The shaping of the city’s urban fabric is now in the hands of the developer who is responsible for the construction of these suburbs. If Winnipeg continues to develop without a comprehensive urban plan, these issues of class, accessibility, infrastructure, and decentralization will only continue to grow.

But while the architecture of the city moves steadfastly in this direction, we can also see people pushing in opposition, creating a greater demand for a more habitable and connected city center. In recent years, there has been evidence of a strong underground movement of people trying to expose Winnipeg’s charm by investing and participating in urban life. Winnipeg is the smallest, big city where everyone knows everyone. It is for this reason that our local businesses, art, architecture and cultural scene have become so successful.

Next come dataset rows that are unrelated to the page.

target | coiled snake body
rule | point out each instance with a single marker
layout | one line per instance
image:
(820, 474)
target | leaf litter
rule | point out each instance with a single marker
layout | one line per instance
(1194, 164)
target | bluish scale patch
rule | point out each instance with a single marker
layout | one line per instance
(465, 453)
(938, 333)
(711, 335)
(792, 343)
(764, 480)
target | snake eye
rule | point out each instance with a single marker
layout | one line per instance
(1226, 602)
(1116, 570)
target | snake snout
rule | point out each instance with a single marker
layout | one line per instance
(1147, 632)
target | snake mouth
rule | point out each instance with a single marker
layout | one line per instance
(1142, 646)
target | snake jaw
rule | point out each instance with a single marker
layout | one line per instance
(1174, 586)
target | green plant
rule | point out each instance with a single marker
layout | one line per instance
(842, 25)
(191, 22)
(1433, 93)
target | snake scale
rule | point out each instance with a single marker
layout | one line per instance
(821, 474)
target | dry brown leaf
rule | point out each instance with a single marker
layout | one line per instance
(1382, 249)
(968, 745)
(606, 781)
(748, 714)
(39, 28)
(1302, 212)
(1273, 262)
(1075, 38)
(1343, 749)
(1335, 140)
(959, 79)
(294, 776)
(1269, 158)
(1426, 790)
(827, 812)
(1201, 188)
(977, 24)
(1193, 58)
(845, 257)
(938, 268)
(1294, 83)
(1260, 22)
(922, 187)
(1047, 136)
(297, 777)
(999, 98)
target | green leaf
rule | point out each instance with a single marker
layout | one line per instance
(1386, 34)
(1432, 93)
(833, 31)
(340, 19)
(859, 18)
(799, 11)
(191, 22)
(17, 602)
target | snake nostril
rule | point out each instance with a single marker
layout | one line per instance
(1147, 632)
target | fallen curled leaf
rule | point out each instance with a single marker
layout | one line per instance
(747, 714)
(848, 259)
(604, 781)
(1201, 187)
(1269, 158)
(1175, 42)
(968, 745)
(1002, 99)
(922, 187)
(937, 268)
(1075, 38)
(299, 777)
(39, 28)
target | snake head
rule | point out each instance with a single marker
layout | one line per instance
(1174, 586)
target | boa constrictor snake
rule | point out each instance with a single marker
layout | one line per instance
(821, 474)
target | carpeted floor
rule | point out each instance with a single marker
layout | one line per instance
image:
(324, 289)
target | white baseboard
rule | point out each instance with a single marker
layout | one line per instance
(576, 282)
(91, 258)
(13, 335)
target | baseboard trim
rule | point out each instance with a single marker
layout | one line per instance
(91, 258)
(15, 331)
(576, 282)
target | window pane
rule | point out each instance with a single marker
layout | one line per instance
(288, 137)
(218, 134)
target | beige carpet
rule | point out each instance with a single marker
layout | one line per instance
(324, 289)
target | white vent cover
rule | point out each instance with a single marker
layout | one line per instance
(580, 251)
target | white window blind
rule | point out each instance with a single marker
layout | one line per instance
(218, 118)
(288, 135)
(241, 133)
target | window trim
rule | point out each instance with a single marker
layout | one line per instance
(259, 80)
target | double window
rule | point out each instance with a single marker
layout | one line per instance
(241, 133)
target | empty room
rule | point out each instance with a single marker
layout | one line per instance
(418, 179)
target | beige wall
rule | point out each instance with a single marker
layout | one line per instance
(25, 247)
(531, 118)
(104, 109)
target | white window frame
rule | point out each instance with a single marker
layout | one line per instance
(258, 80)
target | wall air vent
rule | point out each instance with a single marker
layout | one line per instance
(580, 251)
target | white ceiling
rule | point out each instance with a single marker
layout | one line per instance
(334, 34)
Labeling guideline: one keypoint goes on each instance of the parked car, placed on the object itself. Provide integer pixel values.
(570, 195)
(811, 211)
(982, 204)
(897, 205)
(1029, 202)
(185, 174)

Community support and general enthusiasm has been crucial to the shaping of our downtown within the past decade. This increased engagement in the public dimension has enhanced the quality of life within the city of Winnipeg.  Perhaps this is where the unique and intangible Canadian, mid-western vibe really comes from. While the cultural identities of some cities are geographically bound, Winnipeg constructs its place identity through its people and their engagement with the local culture.

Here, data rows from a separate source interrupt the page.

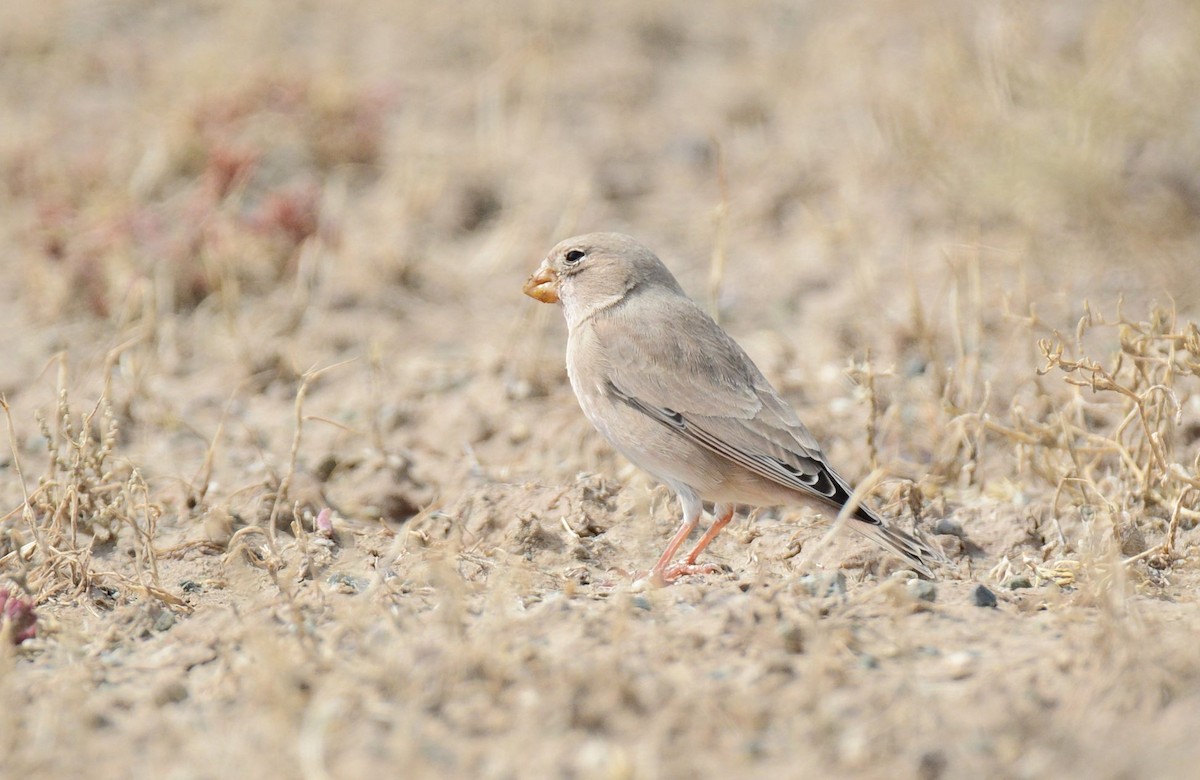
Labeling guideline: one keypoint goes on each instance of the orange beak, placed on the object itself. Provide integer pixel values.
(543, 285)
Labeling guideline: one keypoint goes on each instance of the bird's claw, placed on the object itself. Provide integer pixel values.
(667, 575)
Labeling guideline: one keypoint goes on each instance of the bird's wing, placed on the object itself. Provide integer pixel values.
(672, 363)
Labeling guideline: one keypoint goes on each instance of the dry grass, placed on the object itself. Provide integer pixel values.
(940, 229)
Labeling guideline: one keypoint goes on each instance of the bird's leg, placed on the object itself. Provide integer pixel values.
(691, 508)
(721, 516)
(663, 571)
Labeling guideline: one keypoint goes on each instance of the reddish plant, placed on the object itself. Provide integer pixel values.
(19, 613)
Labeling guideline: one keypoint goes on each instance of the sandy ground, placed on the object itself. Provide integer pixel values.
(297, 486)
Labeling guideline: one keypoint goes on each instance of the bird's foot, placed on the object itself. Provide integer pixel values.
(661, 577)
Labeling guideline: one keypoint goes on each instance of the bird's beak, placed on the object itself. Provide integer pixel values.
(543, 285)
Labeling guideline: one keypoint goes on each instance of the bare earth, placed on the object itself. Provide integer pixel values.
(297, 486)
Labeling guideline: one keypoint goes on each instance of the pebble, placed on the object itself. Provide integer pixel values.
(983, 598)
(947, 526)
(961, 665)
(922, 589)
(825, 585)
(165, 621)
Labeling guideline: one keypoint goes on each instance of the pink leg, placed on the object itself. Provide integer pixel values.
(691, 509)
(663, 571)
(723, 515)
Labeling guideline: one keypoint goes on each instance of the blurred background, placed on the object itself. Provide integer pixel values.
(229, 195)
(887, 203)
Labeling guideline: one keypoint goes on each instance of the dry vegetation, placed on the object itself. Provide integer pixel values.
(295, 485)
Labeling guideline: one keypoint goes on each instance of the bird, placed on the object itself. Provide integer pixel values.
(683, 401)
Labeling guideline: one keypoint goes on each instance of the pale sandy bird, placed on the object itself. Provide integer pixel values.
(677, 396)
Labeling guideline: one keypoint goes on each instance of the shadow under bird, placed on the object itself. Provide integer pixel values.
(677, 396)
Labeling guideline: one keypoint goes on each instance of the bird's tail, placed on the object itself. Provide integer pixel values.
(919, 555)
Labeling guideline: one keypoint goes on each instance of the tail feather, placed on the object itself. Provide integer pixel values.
(919, 555)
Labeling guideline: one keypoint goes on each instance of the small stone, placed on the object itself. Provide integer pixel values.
(961, 665)
(947, 526)
(922, 589)
(825, 585)
(165, 621)
(983, 598)
(171, 694)
(347, 583)
(792, 636)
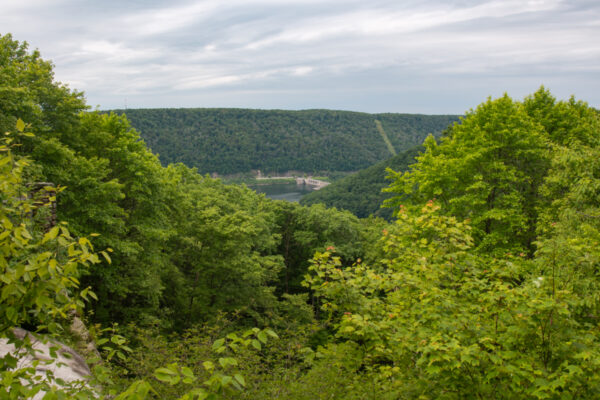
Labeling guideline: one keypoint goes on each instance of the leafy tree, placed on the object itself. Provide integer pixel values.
(437, 320)
(361, 193)
(488, 168)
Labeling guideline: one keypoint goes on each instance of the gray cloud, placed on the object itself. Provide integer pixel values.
(403, 56)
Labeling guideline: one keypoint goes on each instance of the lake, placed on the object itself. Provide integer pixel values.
(283, 191)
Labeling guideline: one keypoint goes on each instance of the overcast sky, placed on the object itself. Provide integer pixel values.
(422, 56)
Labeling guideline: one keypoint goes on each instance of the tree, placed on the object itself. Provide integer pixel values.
(488, 168)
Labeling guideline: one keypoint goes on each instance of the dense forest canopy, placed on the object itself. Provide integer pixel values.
(362, 193)
(228, 141)
(485, 285)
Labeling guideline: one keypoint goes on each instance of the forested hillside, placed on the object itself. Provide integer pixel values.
(229, 141)
(485, 286)
(362, 193)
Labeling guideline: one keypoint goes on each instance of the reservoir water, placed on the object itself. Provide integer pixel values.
(283, 191)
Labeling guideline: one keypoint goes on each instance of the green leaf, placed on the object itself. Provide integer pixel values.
(20, 125)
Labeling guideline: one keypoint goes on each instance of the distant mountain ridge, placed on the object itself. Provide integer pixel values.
(229, 141)
(360, 193)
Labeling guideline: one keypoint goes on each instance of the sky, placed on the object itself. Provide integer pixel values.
(422, 56)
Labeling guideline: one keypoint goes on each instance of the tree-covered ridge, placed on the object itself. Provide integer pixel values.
(362, 193)
(485, 286)
(230, 141)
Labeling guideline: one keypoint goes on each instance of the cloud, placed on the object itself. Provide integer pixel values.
(290, 53)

It is an exciting time to be a Winnipegger as we see many changes occurring within our city. Now is the time to think about how these changes are influencing and reflecting our identity, especially now, when considering the impending mayoral election. With an expanding population, a shifting political scene and an ever-influential arts and culture community, we as Winnipeggers can have a direct impact on the national, if not global, perception of the City.

The 204 Design Collective introduces #WinnipegWednesdays which is dedicated to the continued discussion of ideas and issues related to our great city.

[1] Scott, Brian. Winnipeg Love Hate. Winnipeg, 2014.<>
[2] Jacobs, Jane. The Death and Life of Great American Cities. New York: Random House, 1961.